Buses In Need of Authority
Madeleine Robins
Mussolini, we are told, made the trains run on time.

So maybe San Francisco needs a little targetted fascism. Just in running the damned Muni–the San Francisco Municipal Transit Authority.
Lemme ’splain. Yesterday was Younger Girl’s first day of middle school, and she has a 45 minute bus ride to get there. So, bright and early, the girl (and I, in my capacity as keeper of children on track) got out of the house and arrived at the bus stop by 7:50–15 minutes early, thank God. The scheduled 7:52 #44 bus never showed. At 8:03 a #44 arrived and we, with several thousand of our neighbors, piled on. Joy! We were still on schedule. Except that half way to our transfer point the bus went out of service–too far away to go home and get the car, too far away to walk, and the bus driver informed us that the next #44 was perhaps half an hour behind us. Fortunately another bus–going north and east, rather than north and west, but at least going somewhere!–arrived. We piled on that one and arrived at Geary Street, where we caught the #38 bus. Arrived in front of YG’s school just as the bell was ringing; so much for the 15 minutes of early.
This morning, while the buses appeared to be running on time, the bus was again pulled out of service at 6th and Judah. Another #44 followed immediately afterward, and all seemed well, but the driver had to pull over in Golden Gate Park and throw a fit about something or other until a woman on the bus reminded him that he was making people late for work. (I am not making this up.)
The afternoon commute appears to be going more smoothly.

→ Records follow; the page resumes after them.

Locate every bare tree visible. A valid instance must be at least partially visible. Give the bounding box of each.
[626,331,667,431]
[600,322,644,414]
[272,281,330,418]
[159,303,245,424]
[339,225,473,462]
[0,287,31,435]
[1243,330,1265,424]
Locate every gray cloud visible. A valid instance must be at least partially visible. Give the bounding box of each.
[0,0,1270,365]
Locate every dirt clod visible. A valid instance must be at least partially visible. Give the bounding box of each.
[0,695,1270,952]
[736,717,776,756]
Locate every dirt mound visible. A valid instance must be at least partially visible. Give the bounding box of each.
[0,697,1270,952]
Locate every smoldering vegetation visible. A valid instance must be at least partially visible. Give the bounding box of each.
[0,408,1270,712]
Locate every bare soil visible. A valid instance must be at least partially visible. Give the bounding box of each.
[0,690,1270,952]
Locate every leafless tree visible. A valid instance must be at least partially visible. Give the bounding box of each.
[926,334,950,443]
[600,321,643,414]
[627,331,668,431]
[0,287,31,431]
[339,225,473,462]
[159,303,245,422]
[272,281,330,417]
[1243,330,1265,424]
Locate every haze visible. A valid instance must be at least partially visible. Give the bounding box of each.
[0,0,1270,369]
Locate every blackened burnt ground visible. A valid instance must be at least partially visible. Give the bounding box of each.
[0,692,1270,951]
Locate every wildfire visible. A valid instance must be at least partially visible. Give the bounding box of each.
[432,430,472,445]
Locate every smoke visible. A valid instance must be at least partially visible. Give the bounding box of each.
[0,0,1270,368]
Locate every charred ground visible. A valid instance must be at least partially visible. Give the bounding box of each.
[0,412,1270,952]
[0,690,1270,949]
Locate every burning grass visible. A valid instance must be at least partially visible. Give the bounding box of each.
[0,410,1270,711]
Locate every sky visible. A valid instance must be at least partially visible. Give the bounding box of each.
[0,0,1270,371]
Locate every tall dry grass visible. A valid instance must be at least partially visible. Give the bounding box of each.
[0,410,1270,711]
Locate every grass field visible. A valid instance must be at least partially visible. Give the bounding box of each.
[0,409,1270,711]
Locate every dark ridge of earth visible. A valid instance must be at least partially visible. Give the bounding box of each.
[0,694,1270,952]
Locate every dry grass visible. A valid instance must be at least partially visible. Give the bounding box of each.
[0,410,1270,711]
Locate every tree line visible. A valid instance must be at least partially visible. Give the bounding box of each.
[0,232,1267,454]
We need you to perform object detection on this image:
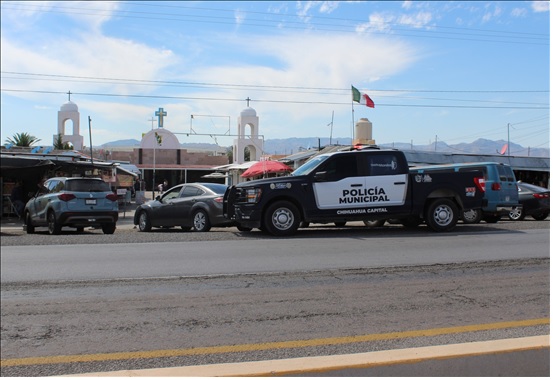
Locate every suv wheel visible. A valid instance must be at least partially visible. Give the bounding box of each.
[102,223,116,235]
[25,211,35,234]
[138,211,152,232]
[461,209,482,224]
[192,210,211,232]
[48,211,61,235]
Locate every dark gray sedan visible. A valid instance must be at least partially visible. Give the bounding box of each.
[134,183,233,232]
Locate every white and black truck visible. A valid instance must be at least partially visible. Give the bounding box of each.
[223,148,484,236]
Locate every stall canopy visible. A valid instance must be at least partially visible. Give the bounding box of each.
[241,161,293,178]
[0,155,55,179]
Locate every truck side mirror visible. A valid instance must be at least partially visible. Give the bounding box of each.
[313,172,327,182]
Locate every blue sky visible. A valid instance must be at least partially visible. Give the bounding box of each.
[1,1,550,154]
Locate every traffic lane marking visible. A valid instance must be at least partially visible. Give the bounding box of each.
[74,335,549,377]
[0,318,550,367]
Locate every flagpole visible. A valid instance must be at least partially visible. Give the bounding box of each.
[351,98,355,146]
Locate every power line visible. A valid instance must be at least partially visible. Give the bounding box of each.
[1,88,549,110]
[1,71,549,94]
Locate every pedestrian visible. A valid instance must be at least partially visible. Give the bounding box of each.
[158,179,169,194]
[10,181,25,217]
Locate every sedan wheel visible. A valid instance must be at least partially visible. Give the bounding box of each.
[138,211,152,232]
[192,210,211,232]
[532,211,549,220]
[509,207,526,221]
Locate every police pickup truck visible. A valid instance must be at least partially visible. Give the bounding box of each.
[223,148,484,236]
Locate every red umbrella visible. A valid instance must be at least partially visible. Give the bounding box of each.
[240,161,293,178]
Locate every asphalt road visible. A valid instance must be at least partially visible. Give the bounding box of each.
[1,220,550,376]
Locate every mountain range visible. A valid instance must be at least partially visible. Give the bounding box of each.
[100,137,550,157]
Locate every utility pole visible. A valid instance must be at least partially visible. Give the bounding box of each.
[507,123,511,156]
[88,116,94,168]
[327,111,334,145]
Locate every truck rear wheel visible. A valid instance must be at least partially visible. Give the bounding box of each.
[263,201,300,236]
[426,198,459,232]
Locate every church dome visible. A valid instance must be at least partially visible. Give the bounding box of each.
[60,100,79,112]
[240,107,257,116]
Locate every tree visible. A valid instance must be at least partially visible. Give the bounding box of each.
[53,133,73,150]
[6,132,40,147]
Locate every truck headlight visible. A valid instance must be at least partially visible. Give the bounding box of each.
[246,188,261,203]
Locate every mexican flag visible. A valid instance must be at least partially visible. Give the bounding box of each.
[351,86,374,108]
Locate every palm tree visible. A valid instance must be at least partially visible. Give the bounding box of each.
[6,132,40,147]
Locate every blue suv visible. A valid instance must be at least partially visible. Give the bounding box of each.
[411,162,520,223]
[23,177,119,235]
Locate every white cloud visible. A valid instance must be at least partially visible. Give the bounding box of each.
[532,1,550,12]
[511,8,528,17]
[319,1,340,13]
[398,12,432,28]
[1,34,177,94]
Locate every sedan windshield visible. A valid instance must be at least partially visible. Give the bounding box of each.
[290,155,329,177]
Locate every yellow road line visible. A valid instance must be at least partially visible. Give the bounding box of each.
[0,318,550,367]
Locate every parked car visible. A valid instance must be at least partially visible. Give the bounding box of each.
[23,177,119,235]
[411,162,520,223]
[509,181,549,220]
[134,183,233,232]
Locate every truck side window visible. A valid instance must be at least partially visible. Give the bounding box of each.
[368,154,407,176]
[317,154,360,181]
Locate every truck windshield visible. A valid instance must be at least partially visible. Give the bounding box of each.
[290,155,329,177]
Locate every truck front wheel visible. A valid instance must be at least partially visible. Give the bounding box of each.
[426,198,459,232]
[263,201,300,236]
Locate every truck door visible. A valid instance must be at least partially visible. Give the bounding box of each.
[364,152,408,207]
[313,154,365,210]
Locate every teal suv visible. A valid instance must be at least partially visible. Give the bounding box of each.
[23,177,119,235]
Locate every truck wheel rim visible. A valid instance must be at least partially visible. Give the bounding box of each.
[273,208,294,230]
[138,212,148,231]
[465,210,477,222]
[434,206,453,226]
[509,208,522,220]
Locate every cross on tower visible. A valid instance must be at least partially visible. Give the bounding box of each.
[155,108,167,128]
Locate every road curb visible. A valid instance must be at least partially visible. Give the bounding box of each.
[68,335,550,377]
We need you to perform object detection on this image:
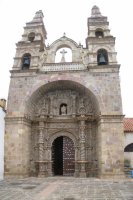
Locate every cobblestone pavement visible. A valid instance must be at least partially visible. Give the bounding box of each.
[0,177,133,200]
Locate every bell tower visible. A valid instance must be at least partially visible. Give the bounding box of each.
[5,6,124,178]
[13,10,47,70]
[86,6,117,67]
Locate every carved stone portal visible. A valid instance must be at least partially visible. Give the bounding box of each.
[32,90,97,177]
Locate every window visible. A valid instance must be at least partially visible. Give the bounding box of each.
[59,103,67,115]
[22,54,31,69]
[124,143,133,152]
[97,49,108,65]
[95,29,104,38]
[28,32,35,42]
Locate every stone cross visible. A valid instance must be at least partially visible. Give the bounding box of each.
[60,49,67,62]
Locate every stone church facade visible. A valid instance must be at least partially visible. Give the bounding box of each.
[5,6,124,178]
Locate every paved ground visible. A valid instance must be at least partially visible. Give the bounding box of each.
[0,177,133,200]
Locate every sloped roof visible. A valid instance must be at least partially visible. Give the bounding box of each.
[124,118,133,132]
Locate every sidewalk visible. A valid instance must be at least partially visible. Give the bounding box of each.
[0,177,133,200]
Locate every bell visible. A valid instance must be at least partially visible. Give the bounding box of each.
[98,54,106,65]
[23,58,30,66]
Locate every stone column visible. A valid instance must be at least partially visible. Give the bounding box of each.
[50,96,54,117]
[98,115,124,178]
[72,95,76,117]
[38,122,48,177]
[78,116,88,178]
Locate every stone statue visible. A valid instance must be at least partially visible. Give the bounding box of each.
[61,105,67,115]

Look, I realize: entropy and stuff. There’s traffic, and unpredictable numbers of people getting on and off buses, and people loading their bikes on the front of the bus and people getting on in wheelchairs and all that. But there has to be some way to get the buses to run a little closer to on-time, or at least discourage drivers from throwing fits. Don’t you think targetted fascism might be the solution?